O’Grady wants All-Ireland win to keep hurling going in city

FORGET about Cork wanting to stop Kilkenny in their tracks in the bid to complete the first hurling treble in 26 years.

O’Grady wants All-Ireland win to keep hurling going in city

Donal O’Grady wants the Rebels to win the All-Ireland to keep hurling going in places like the city where “it’s under pressure”.

To use his own words, “an oul win now and again wouldn’t be any harm”. All that he is interested in at this stage is “one in a row!”

“I suppose it won’t be any harm either, but it’s a huge task,” he said after yesterday’s runaway win over Wexford. “We saw Kilkenny this year under ferocious pressure and they always came out on top. It’s going to be very difficult to try and dethrone them.”

O’Grady and his management have had their critics this year, but his team has proved its worth by getting back to another final. While the winning margin at the end was 18 points, he expected it to be very close.

On reflection, he was prepared to concede that the six weeks lay-off had caught Wexford.

In terms of its execution, yesterday’s display was close to being flawless. But, in the immediate aftermath, O’Grady made it clear that he didn’t see it that way - that he would need to see the video to pass judgment.

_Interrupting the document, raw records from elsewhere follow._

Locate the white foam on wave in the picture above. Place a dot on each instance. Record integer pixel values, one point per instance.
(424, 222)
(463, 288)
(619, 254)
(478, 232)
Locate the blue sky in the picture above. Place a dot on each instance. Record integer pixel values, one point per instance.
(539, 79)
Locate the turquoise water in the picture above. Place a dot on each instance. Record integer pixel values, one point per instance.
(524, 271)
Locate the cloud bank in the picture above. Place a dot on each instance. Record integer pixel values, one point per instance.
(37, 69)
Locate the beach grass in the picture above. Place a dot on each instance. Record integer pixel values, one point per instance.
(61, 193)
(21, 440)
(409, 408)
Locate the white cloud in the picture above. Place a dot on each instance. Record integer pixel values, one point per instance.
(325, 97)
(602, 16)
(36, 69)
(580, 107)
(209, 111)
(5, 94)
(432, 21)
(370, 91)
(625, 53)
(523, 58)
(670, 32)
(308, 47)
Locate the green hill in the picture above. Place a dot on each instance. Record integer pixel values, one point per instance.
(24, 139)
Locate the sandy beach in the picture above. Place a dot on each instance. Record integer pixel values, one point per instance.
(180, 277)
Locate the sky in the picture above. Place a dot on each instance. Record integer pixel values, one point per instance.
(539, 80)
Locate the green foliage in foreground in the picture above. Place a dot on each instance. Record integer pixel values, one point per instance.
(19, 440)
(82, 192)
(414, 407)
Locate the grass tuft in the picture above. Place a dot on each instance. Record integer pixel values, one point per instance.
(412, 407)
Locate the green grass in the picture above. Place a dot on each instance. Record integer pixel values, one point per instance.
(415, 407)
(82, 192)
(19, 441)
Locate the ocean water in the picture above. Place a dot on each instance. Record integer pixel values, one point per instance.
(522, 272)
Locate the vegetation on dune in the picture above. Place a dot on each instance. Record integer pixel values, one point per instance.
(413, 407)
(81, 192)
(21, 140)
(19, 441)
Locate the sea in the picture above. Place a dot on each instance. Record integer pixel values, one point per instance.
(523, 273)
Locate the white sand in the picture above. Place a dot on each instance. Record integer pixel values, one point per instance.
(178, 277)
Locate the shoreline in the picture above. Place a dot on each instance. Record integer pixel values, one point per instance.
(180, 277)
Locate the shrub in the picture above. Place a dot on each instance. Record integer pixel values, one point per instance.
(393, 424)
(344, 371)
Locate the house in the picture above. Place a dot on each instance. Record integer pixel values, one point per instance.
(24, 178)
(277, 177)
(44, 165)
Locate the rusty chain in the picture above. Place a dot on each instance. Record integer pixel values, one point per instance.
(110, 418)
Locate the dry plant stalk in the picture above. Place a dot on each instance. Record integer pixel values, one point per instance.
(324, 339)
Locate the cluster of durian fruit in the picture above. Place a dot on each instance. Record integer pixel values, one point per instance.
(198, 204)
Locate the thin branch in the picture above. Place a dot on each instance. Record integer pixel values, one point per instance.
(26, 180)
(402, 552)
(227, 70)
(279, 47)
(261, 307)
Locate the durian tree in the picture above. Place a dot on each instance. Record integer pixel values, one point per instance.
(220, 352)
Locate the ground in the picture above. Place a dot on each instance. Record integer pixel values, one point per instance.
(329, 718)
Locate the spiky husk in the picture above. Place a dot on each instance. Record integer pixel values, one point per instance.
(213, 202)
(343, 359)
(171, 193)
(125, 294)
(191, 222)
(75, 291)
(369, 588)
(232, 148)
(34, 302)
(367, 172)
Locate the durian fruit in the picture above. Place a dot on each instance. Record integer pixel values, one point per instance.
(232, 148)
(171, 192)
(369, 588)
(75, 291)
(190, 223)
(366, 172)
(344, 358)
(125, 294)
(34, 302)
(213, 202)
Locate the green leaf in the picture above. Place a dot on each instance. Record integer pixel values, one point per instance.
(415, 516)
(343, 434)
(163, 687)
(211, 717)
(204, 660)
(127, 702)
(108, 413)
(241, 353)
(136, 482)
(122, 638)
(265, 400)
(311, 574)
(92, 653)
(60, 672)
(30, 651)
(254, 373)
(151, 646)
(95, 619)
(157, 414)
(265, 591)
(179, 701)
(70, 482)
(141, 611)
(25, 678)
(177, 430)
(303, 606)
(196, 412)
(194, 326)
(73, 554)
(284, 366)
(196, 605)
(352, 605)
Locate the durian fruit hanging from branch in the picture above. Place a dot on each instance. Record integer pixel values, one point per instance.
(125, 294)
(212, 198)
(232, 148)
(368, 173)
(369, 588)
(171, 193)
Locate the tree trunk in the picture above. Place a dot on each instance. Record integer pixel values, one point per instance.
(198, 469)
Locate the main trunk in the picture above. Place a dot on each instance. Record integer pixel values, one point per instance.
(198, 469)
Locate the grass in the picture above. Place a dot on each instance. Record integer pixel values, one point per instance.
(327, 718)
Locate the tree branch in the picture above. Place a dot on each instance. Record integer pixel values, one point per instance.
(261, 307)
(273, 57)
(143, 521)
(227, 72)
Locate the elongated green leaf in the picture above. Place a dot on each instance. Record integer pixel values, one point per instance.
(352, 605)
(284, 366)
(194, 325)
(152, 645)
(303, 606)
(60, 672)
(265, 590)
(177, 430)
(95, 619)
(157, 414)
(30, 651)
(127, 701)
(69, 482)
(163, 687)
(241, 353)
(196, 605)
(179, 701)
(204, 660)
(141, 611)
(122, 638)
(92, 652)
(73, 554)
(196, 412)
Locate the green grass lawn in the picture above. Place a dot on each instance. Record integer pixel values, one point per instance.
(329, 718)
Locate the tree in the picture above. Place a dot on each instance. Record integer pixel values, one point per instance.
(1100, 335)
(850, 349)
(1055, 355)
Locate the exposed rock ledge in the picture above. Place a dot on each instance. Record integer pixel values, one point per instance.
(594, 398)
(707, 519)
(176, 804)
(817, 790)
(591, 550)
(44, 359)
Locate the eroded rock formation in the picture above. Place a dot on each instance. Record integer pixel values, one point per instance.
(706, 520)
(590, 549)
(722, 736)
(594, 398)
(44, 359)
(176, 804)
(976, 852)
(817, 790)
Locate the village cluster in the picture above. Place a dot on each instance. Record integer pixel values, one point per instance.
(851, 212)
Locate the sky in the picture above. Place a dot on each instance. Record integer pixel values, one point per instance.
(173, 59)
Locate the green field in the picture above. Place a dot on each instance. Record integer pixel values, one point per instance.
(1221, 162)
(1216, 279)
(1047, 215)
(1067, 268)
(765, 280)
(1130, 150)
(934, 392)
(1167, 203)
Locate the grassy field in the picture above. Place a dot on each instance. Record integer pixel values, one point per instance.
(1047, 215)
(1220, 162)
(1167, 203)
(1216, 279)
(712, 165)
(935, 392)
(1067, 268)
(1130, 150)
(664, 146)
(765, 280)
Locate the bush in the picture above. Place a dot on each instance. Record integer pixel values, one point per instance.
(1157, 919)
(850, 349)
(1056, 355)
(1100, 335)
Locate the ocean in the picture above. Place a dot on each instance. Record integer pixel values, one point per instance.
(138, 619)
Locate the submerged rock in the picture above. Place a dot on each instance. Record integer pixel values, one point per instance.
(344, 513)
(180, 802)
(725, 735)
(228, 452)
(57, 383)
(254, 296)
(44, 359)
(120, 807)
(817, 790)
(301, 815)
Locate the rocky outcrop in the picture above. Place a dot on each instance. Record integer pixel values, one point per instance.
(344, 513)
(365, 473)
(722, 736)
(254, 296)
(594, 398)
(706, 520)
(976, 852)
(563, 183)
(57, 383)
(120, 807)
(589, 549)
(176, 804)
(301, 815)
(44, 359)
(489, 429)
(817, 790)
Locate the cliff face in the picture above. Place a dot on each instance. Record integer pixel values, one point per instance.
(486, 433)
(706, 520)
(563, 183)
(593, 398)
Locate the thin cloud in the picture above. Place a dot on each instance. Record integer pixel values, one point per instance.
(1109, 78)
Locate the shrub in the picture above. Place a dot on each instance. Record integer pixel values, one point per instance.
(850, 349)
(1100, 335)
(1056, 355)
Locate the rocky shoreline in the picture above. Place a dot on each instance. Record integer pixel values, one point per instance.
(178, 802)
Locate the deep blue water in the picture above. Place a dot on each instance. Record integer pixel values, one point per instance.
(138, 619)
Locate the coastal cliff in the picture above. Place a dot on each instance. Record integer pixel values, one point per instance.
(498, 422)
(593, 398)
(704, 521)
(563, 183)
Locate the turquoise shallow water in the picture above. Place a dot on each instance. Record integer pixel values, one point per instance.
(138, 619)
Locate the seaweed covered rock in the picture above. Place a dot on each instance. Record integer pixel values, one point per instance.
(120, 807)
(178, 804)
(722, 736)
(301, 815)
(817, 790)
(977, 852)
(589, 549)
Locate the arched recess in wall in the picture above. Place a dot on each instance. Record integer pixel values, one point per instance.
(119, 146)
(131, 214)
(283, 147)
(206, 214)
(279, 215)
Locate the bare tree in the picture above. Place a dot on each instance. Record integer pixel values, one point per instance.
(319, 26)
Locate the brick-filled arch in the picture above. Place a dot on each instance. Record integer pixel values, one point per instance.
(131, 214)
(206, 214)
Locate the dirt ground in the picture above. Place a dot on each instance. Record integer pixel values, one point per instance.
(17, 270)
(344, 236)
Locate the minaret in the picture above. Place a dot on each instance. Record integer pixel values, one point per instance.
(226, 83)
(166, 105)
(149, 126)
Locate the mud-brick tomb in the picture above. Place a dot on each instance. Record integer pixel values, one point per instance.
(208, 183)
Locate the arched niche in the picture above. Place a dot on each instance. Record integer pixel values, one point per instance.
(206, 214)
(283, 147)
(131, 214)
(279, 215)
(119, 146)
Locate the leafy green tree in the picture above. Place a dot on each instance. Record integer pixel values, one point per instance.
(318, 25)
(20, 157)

“But, you’d have to be pleased with the first-half display particularly,” he said. “The first six minutes went without a score and it was up and down the field. I don’t know if there was even a free, there were very few stoppages. It was very tough in that first five or six minutes.”

Who could disagree with his verdict that the game was really only tough for that short period of the game. And, who would challenge the view that but for Damien Fitzhenry’s splendid display of goalkeeping (it won them the Leinster final), the margin could have been so much greater at the end.

On the first point he felt that after putting up some good points on the board, Tom Kenny’s superb goal gave the team a lift and put them in a comfortable position going in at half-time.

Reacting to the fact that they managed just that one goal, he initially questioned if his players had been clinical enough. But, he agreed that the Wexford keeper stopped two shots from Joe Deane, which on another day, would have gone into the net.

“Joe took two great shots and he (Fitzhenry) stopped them at the corner Gordon Banks style. He’s a class keeper.” Despite their comfortable position at the break, the Cork manager still felt a little concerned.

“The second-half lagged a bit and they came back into it. We knew they had nothing to lose and that they would come out and drive on. Having said that, with 10 minutes to go the game was finished.”

In terms of how Cork won the game so convincingly, O’Grady credited his defence with playing superbly in the opening 15 minutes.

During that period, they snuffed out anything that Wexford threw at them. After that, they contested the Wexford puck-outs and didn’t allow them clean possession.

That was how they won the game.

“When things you do work out well for you there is a bit of satisfaction, when they don’t there’s frustration,” he said.

“I would have to say that the opposition were going to get some scores, but that we worked very hard to limit them to what they got. I wasn’t entirely happy with the second-half. There was what I would call a bit of self-indulgence here and there.

“Having said that it’s very difficult to keep up the intensity for 70 minutes. I was worried that if they got a goal or two like they did last year that they would come back at us.”

O’Grady’s immediate concern is for his players to be given a time to recover, to avoid club activity where possible between now and the final. “We would like a clear run, but we won’t get that,” he said. “You play with the hand you are dealt with. If we don’t get three weeks, there’s no point in turning up for the final.”